A cafeína é um componente importante de chás e o
chá é conhecido por conter um elevado nível de
antioxidante (Benzie & Szeto, 1999). De acordo com
Balansky (1992) o chá verde apresenta propriedades
antioxidantes devido a ação genotóxica da cafeína, sendo
que o mesmo também pode ser utilizado em cosméticos.
Dentre os diversos estudos realizados em humanos,
que procuraram verificar a atividade antioxidante do
café, apresentados em duas revisões (Bonita et al., 2007;
Dorea e Costa, 2005), destacam-se quatro. Um verificou a
presença do antioxidante ácido cafeico, em plasma, 2h
após a ingestão de café; outro observou um aumento de 7%
na capacidade antioxidante total, que resulta do conjunto
de antioxidantes disponíveis no plasma para atuarem como
tal; um terceiro verificou um aumento de 16% nos níveis
de glutationa, o maior antioxidante in vivo, fundamental para
os processos de óxido-redução das células, com a ingestão
de cinco xícaras/dia de café estilo moca; e, por fim, um
outro estudo observou uma diminuição em 30% da
oxidabilidade de LDL, com a ingestão de três xícaras/dia
da bebida, indicando uma maior estabilidade desta
partícula ao ataque de radicais livres. Estes dados
corroboram o efeito protetor do café (Lima, 2010).

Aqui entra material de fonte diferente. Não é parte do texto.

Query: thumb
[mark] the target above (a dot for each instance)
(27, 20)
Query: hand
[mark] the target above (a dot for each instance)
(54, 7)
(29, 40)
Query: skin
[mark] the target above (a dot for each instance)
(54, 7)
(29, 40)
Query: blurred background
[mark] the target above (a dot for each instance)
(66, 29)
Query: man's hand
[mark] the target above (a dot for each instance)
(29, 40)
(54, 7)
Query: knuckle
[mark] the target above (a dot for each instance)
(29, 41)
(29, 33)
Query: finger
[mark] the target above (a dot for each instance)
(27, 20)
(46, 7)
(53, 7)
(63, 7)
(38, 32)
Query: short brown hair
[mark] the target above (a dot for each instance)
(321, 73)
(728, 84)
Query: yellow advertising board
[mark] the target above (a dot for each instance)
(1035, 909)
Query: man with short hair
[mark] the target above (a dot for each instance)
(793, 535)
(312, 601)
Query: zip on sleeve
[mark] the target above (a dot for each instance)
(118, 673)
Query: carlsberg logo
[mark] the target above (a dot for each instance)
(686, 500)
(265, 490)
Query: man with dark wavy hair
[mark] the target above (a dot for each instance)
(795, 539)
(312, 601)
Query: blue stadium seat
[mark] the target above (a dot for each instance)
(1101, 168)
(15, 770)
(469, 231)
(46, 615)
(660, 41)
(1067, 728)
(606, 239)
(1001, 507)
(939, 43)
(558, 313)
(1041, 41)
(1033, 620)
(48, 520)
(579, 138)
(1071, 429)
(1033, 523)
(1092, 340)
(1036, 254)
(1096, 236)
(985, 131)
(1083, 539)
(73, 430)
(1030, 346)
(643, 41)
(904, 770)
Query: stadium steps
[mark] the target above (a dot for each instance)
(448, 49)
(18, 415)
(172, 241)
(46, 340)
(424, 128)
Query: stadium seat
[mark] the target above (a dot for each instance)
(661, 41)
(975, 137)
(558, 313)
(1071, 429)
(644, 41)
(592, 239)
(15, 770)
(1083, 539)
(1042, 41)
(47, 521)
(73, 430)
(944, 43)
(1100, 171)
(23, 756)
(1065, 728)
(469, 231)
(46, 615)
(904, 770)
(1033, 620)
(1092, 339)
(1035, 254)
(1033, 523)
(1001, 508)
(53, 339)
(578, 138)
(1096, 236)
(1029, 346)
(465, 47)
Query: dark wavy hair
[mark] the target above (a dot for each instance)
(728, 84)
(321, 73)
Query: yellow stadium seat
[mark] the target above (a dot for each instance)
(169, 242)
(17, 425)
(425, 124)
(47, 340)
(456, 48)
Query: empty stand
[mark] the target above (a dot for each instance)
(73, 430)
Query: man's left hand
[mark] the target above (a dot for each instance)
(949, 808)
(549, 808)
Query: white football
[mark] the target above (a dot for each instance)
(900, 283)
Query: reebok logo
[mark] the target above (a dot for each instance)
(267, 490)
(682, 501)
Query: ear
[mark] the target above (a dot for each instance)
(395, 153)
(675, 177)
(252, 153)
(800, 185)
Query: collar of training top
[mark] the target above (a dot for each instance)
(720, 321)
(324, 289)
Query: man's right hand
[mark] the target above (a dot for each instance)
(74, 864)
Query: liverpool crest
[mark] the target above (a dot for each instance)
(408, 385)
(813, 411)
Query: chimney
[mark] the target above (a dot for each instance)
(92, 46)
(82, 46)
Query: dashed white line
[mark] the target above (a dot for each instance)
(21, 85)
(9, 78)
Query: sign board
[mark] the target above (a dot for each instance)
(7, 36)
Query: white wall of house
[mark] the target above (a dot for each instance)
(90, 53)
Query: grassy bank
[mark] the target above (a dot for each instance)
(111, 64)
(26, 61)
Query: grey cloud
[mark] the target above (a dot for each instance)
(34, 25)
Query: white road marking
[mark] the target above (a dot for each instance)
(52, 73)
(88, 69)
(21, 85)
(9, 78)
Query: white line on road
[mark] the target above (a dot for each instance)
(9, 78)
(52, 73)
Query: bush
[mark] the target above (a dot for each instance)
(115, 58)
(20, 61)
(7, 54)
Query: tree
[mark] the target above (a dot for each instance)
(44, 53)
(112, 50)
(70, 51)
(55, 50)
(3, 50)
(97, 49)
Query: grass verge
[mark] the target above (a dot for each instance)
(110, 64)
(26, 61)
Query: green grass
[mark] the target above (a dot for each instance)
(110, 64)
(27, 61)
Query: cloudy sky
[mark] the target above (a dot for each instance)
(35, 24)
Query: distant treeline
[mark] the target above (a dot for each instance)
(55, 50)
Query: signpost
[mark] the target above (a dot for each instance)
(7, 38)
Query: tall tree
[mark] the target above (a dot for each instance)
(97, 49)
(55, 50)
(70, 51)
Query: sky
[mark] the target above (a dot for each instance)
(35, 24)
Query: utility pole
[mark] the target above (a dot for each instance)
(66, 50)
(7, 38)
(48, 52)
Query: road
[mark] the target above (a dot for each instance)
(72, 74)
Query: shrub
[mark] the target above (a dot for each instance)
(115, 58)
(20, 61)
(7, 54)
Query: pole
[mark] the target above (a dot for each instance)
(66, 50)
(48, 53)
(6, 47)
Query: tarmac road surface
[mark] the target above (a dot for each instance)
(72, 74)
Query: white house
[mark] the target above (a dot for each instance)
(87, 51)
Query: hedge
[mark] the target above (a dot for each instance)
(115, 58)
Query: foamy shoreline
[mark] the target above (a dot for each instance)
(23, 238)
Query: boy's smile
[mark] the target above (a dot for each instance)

O principal alvo molecular dos efeitos
psicoestimulantes da cafeína é o antagonismo não-seletivo
de adenosina. (Fredholm, 1980; Snyder et al., 1981). A
adenosina é um neuromodulador participante na sinalização
de muitos neurotransmissores no sistema nervoso central
(Cunha, 2001). Quatro subtipos de receptores de adenosina
tem sido caracterizados (A1, A2A, A2B e A3), os subtipos A1
e A2A são amplamente expressos no sistema nervoso central
e órgãos periféricos. Os receptores de adenosina A1 estão
amplamente distribuídos em todo o cérebro, enquanto os
receptores A2A estão altamente concentrados no estriado,,
núcleo acubens e bulbo olfatório (Fredholm et al., 2005).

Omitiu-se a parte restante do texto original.